Contemp Clin Trials. 2022 Dec;123:106977. doi: 10.1016/j.cct.2022.106977. Epub 2022 Oct 28.
The prevalence of dementia in Blacks/African Americans (AAs) is almost twice that of Whites. Inequities in access to health care, socioeconomic conditions, and diabetes contribute to this disparity. Poorly controlled diabetes, which is more prevalent in Blacks/AAs, causes microvascular disease and neurodegeneration and increases dementia risk. Improving glycemic control, therefore, may prevent cognitive decline. To address this issue, we developed Diabetes Regulation for Eyesight and Memory (DREAM), a community health worker (CHW)-led behavioral intervention to improve diabetes self-management and thereby prevent cognitive decline. DREAM consists of home-based diabetes education, goal setting, and telehealth visits with a diabetes nurse educator. Exploratory aims will investigate whether APOE genotype moderates and retinal biomarkers mediate treatment effects. This report describes the trial's rationale, methodology, and study procedures. (clinicaltrials.gov identifier NCT04259047).

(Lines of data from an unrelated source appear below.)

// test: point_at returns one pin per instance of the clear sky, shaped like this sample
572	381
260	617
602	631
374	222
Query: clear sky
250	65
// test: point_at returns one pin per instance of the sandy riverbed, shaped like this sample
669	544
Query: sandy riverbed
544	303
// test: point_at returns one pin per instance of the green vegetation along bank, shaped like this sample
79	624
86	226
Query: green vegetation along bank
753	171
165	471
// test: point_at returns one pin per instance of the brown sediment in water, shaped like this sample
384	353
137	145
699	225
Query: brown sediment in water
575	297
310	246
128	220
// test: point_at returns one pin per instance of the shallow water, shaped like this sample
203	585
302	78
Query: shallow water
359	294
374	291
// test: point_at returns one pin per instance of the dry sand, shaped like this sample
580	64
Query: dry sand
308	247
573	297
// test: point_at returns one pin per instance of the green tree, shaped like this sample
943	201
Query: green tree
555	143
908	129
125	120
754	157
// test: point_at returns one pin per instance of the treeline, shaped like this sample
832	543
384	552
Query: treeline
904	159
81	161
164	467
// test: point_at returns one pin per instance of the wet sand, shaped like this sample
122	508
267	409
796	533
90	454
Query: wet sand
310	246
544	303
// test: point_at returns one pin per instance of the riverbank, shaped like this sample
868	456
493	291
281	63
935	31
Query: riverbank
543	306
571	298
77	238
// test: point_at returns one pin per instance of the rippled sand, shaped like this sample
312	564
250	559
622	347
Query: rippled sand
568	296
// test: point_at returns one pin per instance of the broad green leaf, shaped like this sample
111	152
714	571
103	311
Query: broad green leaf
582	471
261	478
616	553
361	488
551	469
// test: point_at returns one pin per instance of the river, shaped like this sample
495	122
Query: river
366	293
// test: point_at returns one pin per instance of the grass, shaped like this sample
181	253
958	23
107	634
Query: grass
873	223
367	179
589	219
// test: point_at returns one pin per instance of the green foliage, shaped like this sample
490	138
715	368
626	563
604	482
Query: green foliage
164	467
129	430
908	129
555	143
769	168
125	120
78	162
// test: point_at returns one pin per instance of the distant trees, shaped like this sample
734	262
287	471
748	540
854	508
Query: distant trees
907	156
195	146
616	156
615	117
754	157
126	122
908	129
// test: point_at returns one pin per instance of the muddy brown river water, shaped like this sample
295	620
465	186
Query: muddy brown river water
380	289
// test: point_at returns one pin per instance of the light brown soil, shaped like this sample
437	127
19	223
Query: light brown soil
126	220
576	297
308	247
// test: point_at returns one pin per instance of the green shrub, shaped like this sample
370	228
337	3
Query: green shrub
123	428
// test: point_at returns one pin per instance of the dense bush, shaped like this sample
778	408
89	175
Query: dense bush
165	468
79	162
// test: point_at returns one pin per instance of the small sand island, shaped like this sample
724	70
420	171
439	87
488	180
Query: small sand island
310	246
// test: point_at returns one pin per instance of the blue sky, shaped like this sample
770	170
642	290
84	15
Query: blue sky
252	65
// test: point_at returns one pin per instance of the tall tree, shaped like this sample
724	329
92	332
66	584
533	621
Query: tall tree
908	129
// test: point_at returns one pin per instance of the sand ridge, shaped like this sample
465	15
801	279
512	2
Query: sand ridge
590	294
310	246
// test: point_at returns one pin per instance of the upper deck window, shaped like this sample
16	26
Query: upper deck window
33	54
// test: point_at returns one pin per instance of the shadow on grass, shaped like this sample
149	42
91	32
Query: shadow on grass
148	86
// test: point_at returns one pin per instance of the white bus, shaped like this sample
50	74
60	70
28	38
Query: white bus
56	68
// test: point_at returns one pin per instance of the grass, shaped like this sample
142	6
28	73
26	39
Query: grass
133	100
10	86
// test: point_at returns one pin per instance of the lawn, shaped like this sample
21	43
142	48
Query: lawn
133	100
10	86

This randomized controlled trial will test the efficacy of DREAM to prevent decline in memory (primary outcome) in Blacks/AAs aged 65+ with poorly controlled diabetes and Mild Cognitive Impairment (MCI). Two hundred participants will be randomized to DREAM or an attention control condition, and will receive 11 in-home treatment sessions over two years. Outcome data are collected at 6, 12, 18, and 24 months. The primary outcome is verbal learning as measured by Hopkins Verbal Learning Test (HVLT) Total Recall scores. Participants will have retinal imaging at baseline, 12, and 24 months.
This research aims to prevent cognitive decline in older Blacks/AAs with diabetes and MCI. If successful, this research will preserve health in an underserved population and reduce racial health disparities.

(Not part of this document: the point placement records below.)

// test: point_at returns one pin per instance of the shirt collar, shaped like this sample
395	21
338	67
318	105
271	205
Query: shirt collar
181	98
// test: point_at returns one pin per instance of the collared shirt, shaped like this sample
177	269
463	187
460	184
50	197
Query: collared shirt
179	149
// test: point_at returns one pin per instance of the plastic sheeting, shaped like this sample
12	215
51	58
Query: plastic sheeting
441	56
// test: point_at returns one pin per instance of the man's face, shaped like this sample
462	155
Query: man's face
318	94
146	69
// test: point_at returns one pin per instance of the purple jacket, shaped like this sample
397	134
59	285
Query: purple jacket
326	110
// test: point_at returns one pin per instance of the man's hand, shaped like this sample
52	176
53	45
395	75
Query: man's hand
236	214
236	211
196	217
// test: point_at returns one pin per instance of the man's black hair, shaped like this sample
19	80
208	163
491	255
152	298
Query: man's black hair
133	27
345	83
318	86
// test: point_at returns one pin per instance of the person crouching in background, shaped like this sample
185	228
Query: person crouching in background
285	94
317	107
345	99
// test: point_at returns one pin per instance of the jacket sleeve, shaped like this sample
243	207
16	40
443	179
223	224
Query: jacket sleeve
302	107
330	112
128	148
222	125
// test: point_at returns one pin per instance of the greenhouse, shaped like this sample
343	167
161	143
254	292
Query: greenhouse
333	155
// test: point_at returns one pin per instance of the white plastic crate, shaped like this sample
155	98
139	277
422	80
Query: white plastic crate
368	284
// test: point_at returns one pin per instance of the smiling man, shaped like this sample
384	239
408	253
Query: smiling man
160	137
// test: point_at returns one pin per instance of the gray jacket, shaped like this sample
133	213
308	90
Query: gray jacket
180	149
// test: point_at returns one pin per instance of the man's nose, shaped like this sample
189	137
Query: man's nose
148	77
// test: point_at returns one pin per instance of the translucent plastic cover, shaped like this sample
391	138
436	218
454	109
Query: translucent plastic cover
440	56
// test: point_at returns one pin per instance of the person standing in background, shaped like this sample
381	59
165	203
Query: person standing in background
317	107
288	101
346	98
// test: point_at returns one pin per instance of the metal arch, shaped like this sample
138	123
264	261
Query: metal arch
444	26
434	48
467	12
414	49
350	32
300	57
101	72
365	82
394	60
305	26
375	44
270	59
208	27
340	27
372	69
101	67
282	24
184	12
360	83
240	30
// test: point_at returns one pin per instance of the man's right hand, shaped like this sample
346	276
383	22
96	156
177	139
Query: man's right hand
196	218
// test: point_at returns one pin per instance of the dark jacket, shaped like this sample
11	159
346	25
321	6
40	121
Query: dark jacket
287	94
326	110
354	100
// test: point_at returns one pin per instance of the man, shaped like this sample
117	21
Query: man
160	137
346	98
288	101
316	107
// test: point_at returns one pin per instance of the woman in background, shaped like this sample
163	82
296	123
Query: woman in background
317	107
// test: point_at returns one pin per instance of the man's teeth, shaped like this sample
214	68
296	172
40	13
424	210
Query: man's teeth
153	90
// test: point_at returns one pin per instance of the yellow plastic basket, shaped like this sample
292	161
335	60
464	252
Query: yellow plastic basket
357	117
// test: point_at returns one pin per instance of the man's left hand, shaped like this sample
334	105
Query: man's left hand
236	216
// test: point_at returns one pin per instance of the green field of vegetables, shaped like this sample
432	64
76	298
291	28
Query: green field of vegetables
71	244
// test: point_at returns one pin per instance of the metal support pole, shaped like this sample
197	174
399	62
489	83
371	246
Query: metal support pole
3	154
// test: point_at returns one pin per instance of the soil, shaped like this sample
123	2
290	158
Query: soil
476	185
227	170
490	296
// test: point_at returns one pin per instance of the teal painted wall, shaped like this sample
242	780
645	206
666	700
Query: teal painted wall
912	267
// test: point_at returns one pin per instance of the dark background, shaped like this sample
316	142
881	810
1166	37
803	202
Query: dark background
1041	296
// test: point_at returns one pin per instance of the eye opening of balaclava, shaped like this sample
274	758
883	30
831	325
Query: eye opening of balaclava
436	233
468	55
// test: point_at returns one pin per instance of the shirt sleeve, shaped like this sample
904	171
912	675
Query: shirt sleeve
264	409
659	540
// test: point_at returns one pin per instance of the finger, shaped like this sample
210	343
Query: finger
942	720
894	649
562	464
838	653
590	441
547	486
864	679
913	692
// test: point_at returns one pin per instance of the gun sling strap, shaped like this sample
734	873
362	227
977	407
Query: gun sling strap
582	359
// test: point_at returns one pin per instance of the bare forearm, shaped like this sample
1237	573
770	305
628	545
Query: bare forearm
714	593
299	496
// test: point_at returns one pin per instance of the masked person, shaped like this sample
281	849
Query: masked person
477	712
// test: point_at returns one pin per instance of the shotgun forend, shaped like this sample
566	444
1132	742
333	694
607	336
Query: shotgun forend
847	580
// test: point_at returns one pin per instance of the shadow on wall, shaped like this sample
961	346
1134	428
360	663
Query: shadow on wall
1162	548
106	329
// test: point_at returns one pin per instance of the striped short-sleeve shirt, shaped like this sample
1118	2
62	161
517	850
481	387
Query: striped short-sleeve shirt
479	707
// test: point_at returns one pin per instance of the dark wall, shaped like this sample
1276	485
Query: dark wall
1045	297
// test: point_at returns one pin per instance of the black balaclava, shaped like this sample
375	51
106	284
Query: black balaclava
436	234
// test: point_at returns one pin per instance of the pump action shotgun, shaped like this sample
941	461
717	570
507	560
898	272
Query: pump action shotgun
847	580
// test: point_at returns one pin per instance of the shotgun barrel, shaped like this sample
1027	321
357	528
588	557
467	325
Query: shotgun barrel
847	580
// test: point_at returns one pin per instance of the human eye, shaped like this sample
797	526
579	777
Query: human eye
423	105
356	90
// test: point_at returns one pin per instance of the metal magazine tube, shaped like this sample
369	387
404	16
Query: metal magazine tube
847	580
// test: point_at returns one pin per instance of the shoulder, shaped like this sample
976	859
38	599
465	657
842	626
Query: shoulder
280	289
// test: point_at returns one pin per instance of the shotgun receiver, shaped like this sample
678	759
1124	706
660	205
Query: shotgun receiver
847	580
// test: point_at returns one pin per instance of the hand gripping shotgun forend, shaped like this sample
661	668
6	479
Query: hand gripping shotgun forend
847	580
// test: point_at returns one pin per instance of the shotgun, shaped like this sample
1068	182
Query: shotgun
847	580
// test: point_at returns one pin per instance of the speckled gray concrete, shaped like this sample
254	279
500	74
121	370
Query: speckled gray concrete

黑人和非裔美国人(AA)中痴呆症的患病率几乎是白人的两倍。在获得医疗保健、社会经济条件和糖尿病方面的不平等导致了这种差异。控制不佳的糖尿病在黑人和 AA 中更为普遍,会导致微血管疾病和神经退行性变,并增加痴呆症的风险。因此,改善血糖控制可能有助于预防认知能力下降。为了解决这个问题,我们开发了 Diabetes Regulation for Eyesight and Memory(DREAM),这是一种由社区卫生工作者(CHW)领导的行为干预措施,旨在改善糖尿病自我管理,从而预防认知能力下降。DREAM 包括基于家庭的糖尿病教育、目标设定和与糖尿病护士教育者的远程医疗访问。探索性目标将研究 APOE 基因型是否调节和视网膜生物标志物是否介导治疗效果。本报告描述了试验的原理、方法和研究程序。(clinicaltrials.gov 标识符 NCT04259047)。
这项随机对照试验将测试 DREAM 预防记忆下降(主要结果)的疗效,研究对象为年龄在 65 岁以上、患有控制不佳的糖尿病和轻度认知障碍(MCI)的黑人和 AA。200 名参与者将被随机分配到 DREAM 或注意力对照组,并在两年内接受 11 次家庭治疗。在 6、12、18 和 24 个月时收集结果数据。主要结果是霍普金斯词语学习测试(HVLT)总回忆分数测量的词语学习。参与者将在基线、12 个月和 24 个月时进行视网膜成像。
这项研究旨在预防患有糖尿病和 MCI 的老年黑人和 AA 的认知能力下降。如果成功,这项研究将保护服务不足人群的健康并减少种族健康差异。